Derk3: Open submission and potential baseline
I have made an open submission that could serve as a baseline for anyone wanting to get bootstrapped into the competition.
There are pre-trained weights in the repository which have a decent score in the last submission.
The baseline implementation is intentionally minimal, but the base algorithm (PPO) is fairly advanced and very popular. There are many opportunities for someone to extend the algorithm or architecture. It could also use some hyperparameter tuning, reward function shaping, and a well designed training procedure. Additional information and some possible directions for improvement can be found in the project README.md.
I will provide additional information on the details if there is interest.

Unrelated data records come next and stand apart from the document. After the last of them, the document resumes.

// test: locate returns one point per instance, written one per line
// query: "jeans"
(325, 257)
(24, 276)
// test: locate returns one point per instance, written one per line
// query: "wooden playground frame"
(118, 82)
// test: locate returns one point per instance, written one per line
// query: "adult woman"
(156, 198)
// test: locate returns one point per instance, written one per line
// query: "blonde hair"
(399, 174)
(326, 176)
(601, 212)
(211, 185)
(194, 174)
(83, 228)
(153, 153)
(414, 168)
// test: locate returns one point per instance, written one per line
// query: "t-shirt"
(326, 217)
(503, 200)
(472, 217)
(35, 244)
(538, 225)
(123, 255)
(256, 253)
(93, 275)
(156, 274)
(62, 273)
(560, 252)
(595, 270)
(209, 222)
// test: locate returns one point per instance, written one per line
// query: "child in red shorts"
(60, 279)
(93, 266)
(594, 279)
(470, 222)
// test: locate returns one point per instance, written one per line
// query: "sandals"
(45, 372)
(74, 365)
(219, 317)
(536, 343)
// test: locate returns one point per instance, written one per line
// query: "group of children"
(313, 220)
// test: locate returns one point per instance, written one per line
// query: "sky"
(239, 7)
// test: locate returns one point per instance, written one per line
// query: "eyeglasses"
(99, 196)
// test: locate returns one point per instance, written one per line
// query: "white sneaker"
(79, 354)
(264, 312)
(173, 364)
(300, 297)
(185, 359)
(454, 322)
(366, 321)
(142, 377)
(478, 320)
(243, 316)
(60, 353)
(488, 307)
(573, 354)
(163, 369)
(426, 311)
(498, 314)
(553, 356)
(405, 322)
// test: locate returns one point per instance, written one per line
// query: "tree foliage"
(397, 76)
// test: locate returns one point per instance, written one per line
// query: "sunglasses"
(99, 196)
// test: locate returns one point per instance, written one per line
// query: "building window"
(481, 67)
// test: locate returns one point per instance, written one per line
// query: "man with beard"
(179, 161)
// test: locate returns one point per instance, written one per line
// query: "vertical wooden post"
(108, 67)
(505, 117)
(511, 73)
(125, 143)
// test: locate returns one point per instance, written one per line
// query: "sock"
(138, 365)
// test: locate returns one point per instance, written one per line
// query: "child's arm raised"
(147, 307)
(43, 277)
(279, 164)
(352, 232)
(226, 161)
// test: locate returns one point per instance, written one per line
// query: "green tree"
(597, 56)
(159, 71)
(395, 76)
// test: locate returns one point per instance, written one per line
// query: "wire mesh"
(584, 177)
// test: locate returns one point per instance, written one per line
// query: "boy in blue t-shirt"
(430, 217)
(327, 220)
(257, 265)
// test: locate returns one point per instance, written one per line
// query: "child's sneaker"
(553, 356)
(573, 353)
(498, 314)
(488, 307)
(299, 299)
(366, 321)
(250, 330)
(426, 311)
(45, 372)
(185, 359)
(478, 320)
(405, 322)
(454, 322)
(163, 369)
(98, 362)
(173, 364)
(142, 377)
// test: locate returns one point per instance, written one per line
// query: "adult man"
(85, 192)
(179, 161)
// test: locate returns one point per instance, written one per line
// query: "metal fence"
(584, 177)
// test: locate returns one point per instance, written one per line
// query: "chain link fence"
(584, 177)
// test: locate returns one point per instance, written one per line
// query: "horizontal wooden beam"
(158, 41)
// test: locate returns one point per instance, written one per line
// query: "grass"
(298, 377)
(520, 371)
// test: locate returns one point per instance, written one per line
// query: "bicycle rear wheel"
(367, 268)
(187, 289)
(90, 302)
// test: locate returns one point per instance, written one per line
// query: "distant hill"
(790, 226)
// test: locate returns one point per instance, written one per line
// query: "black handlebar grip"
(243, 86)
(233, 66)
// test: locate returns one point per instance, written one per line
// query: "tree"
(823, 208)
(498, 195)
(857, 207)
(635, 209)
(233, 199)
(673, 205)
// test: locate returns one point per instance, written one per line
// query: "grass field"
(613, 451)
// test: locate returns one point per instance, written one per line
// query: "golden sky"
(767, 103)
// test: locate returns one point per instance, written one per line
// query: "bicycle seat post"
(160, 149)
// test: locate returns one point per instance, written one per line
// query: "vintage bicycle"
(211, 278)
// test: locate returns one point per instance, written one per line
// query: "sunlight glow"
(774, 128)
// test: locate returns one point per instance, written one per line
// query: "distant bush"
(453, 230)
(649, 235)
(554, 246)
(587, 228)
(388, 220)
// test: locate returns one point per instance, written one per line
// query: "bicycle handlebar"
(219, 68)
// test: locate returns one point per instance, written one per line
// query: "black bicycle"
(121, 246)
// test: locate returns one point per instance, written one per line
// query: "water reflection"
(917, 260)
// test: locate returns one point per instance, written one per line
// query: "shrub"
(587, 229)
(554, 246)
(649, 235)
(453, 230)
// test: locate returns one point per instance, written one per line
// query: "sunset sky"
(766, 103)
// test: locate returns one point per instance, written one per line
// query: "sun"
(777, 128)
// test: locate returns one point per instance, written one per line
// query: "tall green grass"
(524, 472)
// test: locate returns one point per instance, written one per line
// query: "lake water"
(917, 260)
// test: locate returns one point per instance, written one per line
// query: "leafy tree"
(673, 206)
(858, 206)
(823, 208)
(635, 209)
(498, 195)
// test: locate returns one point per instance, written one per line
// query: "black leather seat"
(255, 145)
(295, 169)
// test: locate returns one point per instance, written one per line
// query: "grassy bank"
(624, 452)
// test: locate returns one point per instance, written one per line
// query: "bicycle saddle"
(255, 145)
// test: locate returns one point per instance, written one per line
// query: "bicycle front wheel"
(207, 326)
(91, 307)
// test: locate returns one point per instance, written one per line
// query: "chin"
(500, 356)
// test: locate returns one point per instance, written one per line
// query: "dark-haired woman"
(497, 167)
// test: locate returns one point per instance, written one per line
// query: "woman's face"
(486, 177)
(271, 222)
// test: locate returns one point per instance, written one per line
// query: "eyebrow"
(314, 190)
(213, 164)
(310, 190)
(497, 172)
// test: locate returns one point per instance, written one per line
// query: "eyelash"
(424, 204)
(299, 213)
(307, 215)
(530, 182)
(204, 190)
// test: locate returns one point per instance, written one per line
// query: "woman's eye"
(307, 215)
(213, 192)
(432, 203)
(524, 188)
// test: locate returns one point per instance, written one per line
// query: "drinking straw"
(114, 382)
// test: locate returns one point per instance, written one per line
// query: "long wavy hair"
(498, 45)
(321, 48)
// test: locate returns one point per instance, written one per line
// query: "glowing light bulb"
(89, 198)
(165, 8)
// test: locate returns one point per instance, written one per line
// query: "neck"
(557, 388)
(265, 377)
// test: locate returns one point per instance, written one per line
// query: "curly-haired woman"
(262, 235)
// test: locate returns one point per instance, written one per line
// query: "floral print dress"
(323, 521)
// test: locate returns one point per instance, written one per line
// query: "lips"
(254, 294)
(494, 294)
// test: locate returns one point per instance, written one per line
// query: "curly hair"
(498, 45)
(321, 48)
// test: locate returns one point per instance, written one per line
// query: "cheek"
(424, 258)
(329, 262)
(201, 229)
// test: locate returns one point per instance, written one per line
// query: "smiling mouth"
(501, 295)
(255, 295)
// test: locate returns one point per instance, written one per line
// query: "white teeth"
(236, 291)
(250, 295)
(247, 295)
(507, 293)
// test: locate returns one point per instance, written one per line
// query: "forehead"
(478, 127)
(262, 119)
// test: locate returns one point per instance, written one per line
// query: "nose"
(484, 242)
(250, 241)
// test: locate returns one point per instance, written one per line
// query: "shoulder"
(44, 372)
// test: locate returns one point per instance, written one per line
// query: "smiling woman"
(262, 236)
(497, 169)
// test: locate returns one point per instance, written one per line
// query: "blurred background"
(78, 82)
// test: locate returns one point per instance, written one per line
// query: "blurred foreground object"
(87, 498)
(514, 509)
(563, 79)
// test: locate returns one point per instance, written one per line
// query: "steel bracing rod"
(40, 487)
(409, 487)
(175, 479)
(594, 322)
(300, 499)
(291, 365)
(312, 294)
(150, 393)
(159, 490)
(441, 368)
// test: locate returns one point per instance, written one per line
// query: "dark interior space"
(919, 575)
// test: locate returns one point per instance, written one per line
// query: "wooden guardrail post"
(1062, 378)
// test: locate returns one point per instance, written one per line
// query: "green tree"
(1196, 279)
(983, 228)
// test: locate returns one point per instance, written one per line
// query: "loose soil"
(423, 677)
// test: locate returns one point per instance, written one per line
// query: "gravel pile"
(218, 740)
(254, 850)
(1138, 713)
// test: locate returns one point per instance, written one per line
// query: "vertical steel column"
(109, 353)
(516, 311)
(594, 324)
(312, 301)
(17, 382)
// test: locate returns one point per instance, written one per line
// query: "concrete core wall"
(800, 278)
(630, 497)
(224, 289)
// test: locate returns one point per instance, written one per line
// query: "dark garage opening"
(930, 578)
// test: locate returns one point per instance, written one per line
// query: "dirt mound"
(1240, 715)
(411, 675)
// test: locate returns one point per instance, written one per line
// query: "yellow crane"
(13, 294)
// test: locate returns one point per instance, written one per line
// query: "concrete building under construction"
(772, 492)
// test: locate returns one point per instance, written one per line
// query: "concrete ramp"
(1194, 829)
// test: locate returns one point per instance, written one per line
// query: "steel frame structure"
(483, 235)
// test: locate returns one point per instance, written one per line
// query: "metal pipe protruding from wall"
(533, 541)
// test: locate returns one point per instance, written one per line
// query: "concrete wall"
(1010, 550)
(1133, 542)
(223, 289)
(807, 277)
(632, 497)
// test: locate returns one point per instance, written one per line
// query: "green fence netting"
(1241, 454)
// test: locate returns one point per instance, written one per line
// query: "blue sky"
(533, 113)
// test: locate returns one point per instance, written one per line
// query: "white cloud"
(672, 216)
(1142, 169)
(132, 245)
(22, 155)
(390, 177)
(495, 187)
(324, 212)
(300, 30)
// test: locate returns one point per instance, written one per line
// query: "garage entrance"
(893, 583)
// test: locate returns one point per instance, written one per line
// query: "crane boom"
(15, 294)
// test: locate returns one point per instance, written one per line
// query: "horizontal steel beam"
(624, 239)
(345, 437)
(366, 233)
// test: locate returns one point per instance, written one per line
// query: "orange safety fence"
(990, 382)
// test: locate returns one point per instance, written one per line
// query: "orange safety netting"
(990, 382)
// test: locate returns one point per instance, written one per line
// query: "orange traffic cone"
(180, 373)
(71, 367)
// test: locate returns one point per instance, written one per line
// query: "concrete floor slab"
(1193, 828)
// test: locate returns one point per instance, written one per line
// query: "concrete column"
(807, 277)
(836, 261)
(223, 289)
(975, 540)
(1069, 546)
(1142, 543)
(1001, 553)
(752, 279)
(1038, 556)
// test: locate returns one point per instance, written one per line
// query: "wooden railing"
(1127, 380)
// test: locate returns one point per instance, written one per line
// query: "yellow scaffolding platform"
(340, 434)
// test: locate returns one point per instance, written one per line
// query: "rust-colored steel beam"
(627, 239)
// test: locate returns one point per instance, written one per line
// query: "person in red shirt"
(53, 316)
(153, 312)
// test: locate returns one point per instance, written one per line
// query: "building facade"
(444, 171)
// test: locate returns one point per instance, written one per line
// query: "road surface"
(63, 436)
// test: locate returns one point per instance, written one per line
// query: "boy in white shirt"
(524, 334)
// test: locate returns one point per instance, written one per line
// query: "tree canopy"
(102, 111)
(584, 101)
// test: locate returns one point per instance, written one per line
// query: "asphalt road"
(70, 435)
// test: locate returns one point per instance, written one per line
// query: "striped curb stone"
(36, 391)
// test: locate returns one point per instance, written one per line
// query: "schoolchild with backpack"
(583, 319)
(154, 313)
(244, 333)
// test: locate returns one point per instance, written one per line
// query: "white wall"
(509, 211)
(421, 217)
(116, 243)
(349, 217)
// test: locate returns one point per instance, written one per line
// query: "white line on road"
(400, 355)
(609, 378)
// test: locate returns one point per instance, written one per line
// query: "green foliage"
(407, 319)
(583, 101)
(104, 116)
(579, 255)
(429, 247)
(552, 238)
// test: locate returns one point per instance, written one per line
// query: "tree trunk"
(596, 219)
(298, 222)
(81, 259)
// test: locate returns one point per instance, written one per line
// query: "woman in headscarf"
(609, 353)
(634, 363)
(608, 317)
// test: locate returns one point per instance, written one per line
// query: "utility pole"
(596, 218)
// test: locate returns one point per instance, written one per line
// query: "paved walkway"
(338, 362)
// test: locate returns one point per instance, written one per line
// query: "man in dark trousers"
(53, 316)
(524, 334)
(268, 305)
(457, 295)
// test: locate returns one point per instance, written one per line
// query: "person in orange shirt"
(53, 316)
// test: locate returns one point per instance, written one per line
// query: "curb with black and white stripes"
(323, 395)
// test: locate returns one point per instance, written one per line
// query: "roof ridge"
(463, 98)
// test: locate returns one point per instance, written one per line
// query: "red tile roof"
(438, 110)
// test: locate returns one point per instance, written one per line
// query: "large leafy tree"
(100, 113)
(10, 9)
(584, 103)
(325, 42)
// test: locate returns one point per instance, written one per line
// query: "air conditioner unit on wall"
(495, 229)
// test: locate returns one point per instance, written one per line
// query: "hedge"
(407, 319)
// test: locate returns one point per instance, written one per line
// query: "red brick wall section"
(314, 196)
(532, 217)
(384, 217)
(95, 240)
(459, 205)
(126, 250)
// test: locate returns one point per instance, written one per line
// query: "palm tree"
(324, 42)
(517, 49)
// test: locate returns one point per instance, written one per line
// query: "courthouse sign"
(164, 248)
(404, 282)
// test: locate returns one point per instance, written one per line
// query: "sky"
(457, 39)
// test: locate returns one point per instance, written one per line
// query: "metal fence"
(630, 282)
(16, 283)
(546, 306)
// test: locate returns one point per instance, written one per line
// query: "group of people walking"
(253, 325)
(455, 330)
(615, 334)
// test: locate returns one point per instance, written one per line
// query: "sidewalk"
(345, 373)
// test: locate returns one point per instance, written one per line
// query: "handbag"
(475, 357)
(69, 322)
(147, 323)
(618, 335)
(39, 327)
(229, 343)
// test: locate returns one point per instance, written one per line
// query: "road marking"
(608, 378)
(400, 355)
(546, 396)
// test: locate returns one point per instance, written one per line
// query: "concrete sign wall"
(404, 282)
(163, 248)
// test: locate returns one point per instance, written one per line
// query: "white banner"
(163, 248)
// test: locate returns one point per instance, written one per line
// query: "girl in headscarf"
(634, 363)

As other participants have higher scoring submissions this baseline implementation will be also be enhanced. Please consider sharing your extensions or at least a comparison to this baseline with the community.
The most recent submission (after some additional training) is actually here.
This project needs to be updated for recent changes in the gym and the competition. I will update it.
I ran your code. Training goes well
In my case, I am training my agent using ‘IMPALA: Scalable Distributed Deep-RL with Importance Weighted Actor-Learner Architectures’ of DeepMind.
Thank you for your baseline code. I want to share my code soon after getting an appropriate performance.
I have made significant improvements to this baseline and have pushed them to the “develop” branch of the repository. I will merge it into master once I finish tuning and review my work.
It’s current state scores a very respectable 2.432 https://www.aicrowd.com/challenges/dr-derks-mutant-battlegrounds/submissions/123185
If you cant wait for me to finish you can go ahead and checkout the develop branch, but expect it to be changing quickly. I will update the original post with some of the details of the changes.